Question

The ratio of lengths of two rods is $1:2$ and the ratio of coefficient of expansions is $2:3$ The first rod is heated through ${60}^{o}C.$ The temperature through which the second rod is to be heated so that its expansion is twice that of first is:

• A. ${60}^{o}C$
• B. ${40}^{o}C$
• C. ${30}^{o}C$
• D. ${10}^{o}C$

Answer 1

The correct option is B ${40}^{o}C$

We know that,

$\delta l=l\alpha \Delta T$

For first rod,

$\Delta l_1=l_1{\alpha }_1\Delta T_1$ …(i)

Similarly for second rod,

$\Delta l_1=l_2{\alpha }_2\Delta T_2$ …(ii)

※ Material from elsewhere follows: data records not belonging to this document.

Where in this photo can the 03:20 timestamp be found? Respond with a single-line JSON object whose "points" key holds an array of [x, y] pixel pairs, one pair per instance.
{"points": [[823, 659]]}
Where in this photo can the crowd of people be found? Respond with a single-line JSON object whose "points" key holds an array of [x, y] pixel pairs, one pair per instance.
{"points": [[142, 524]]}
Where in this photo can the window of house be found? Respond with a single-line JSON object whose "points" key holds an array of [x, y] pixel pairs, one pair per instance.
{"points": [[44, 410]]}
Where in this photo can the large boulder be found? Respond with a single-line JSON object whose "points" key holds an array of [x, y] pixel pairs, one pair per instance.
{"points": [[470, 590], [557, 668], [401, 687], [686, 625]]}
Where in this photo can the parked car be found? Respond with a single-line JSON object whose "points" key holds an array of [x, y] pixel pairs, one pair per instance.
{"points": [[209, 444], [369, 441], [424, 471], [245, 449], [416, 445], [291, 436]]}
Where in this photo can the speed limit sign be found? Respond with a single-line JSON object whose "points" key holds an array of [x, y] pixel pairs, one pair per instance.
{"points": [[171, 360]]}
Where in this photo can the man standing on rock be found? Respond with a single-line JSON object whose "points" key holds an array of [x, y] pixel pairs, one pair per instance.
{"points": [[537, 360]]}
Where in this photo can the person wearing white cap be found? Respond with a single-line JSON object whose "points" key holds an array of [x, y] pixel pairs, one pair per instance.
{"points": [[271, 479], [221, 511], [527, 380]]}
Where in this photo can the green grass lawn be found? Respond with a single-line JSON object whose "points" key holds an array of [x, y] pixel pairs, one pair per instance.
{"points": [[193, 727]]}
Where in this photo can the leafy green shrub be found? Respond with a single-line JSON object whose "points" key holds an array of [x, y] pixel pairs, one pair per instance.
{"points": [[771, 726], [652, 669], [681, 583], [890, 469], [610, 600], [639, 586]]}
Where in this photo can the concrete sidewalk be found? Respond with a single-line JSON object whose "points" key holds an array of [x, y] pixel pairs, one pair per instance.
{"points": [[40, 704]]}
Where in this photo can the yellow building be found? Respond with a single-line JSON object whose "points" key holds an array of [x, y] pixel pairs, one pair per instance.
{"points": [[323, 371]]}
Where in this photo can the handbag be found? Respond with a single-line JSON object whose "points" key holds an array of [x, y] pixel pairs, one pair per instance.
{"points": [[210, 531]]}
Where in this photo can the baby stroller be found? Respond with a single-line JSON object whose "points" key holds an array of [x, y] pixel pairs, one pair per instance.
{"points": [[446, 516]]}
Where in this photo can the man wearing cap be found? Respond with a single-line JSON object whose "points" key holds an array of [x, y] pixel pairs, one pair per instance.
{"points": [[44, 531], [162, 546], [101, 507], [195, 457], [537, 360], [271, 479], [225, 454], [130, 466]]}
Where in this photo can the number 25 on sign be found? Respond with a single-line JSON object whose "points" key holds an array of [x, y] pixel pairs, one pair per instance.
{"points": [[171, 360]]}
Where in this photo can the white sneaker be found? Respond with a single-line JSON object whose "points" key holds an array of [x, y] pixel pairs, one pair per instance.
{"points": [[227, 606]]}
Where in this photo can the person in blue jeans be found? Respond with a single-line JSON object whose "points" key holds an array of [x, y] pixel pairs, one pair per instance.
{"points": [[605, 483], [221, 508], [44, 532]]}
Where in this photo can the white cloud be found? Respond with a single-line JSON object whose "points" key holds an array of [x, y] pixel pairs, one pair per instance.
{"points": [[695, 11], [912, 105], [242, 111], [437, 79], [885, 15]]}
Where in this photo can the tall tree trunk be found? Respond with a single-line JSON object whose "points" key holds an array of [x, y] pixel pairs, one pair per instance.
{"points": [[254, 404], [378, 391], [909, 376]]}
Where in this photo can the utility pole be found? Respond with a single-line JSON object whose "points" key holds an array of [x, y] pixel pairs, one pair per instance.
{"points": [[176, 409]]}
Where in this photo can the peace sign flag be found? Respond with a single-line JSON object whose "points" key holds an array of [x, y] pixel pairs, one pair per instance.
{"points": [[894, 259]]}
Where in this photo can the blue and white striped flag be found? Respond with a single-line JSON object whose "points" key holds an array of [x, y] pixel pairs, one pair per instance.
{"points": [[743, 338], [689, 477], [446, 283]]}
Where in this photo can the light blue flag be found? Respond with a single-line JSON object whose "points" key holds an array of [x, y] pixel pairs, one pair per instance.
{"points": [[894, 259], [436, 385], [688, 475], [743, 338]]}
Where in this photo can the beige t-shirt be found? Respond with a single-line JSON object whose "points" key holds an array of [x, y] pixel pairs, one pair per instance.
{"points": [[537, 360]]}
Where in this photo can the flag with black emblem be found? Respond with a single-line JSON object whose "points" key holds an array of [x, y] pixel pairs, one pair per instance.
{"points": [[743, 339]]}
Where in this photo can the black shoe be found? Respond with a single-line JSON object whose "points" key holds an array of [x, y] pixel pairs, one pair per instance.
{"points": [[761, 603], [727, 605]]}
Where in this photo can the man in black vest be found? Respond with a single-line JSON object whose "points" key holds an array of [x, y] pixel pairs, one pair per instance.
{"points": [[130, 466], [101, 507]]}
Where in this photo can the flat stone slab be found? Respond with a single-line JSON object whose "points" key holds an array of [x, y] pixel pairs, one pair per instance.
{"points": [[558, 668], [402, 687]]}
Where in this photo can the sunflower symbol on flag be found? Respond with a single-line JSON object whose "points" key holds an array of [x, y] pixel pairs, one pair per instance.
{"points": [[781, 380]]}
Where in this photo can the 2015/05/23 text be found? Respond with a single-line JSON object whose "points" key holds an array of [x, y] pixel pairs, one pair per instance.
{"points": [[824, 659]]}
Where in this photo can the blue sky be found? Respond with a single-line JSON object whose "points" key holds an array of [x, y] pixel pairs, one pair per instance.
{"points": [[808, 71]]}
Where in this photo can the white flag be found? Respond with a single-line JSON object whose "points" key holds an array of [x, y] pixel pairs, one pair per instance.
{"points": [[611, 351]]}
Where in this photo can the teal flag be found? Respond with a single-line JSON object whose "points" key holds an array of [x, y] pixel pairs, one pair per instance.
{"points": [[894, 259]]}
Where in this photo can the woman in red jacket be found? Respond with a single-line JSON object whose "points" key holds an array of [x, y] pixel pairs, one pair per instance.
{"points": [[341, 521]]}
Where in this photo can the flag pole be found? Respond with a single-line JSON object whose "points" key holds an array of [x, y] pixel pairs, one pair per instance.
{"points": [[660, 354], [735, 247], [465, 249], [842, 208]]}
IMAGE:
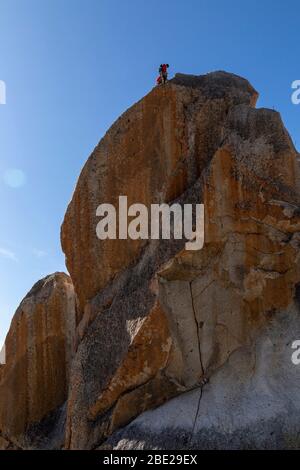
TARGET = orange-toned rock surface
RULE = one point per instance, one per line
(157, 320)
(173, 349)
(34, 380)
(152, 154)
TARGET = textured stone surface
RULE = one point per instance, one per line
(173, 348)
(34, 380)
(177, 316)
(252, 402)
(151, 154)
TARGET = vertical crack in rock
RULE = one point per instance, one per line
(201, 364)
(197, 327)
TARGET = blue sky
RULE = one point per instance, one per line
(72, 67)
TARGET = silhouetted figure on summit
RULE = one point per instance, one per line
(163, 74)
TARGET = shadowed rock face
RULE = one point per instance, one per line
(175, 349)
(157, 321)
(152, 154)
(34, 380)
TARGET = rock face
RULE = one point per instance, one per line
(174, 349)
(34, 380)
(157, 321)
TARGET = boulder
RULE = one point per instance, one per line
(157, 322)
(39, 347)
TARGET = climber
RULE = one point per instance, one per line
(163, 74)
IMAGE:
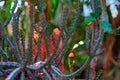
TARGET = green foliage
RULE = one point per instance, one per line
(93, 16)
(106, 25)
(80, 57)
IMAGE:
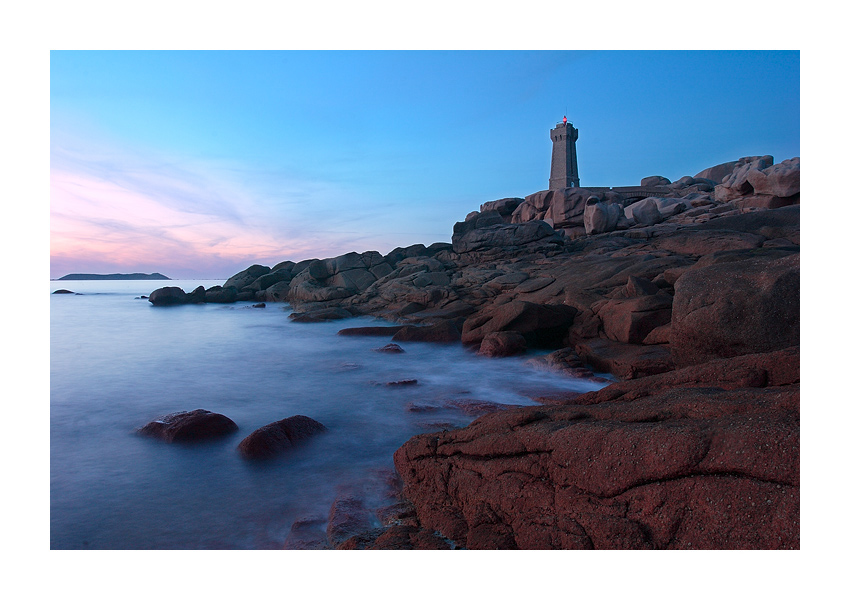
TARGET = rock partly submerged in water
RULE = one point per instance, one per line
(189, 426)
(274, 438)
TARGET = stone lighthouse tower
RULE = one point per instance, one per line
(564, 164)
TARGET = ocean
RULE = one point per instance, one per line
(117, 363)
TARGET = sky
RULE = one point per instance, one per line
(197, 164)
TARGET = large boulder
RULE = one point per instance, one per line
(702, 458)
(654, 181)
(630, 320)
(168, 296)
(272, 439)
(736, 184)
(644, 212)
(717, 173)
(502, 236)
(247, 277)
(746, 302)
(220, 294)
(781, 180)
(502, 343)
(277, 292)
(600, 217)
(542, 325)
(505, 207)
(445, 331)
(566, 208)
(189, 426)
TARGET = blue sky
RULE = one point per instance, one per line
(199, 163)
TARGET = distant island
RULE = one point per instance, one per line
(84, 276)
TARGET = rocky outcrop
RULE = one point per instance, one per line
(740, 302)
(272, 439)
(600, 217)
(189, 426)
(168, 296)
(689, 296)
(502, 343)
(757, 182)
(541, 325)
(704, 457)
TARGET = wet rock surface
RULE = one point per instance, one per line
(703, 457)
(688, 295)
(273, 439)
(189, 426)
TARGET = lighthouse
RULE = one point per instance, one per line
(564, 171)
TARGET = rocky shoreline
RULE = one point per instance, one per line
(690, 297)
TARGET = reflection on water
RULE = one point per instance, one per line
(117, 363)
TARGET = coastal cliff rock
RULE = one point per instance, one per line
(189, 426)
(704, 457)
(687, 292)
(272, 439)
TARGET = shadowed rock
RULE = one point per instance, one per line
(187, 426)
(274, 438)
(705, 457)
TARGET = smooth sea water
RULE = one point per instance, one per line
(117, 363)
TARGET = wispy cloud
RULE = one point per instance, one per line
(114, 209)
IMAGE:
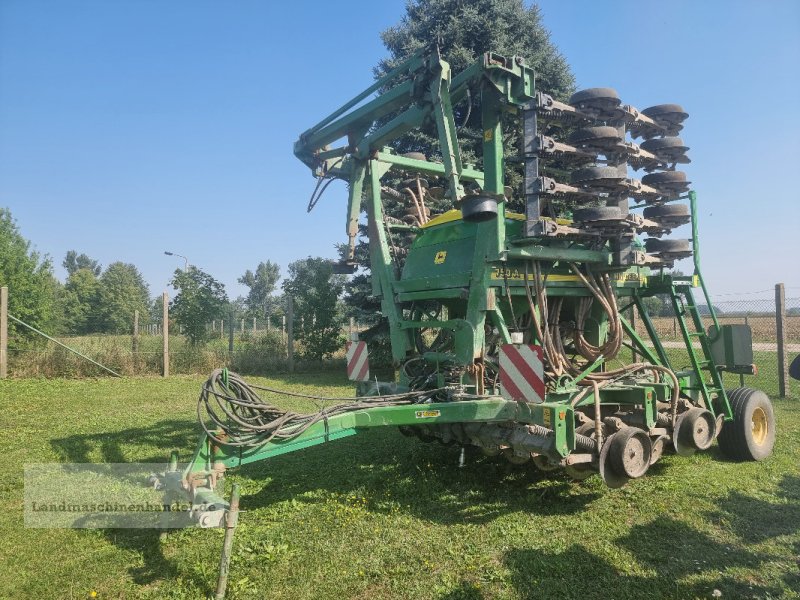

Taking ratio of (i) by (ii)

$\Rightarrow \left(\frac{\Delta l_1}{\Delta l_2}\right)=\left(\frac{l_1}{l_2}\right)\left(\frac{{\alpha }_1}{{\alpha }_2}\right)\left(\frac{\Delta T_1}{\Delta T_2}\right)$

It is given that,

$\frac{\Delta l_1}{\Delta l_2}=\frac{1}{2},\frac{l_1}{l_2}=\frac{1}{2},\frac{{\alpha }_1}{{\alpha }_2}=\frac{2}{3}$ and $\Delta T={60}^o$C

So, $\frac{1}{2}=\left(\frac{1}{2}\right)\left(\frac{2}{3}\right)\frac{\left({60}^{o}C\right)}{\Delta T_2}$

$\Delta T_2={40}^{o}C$

Option B is correct.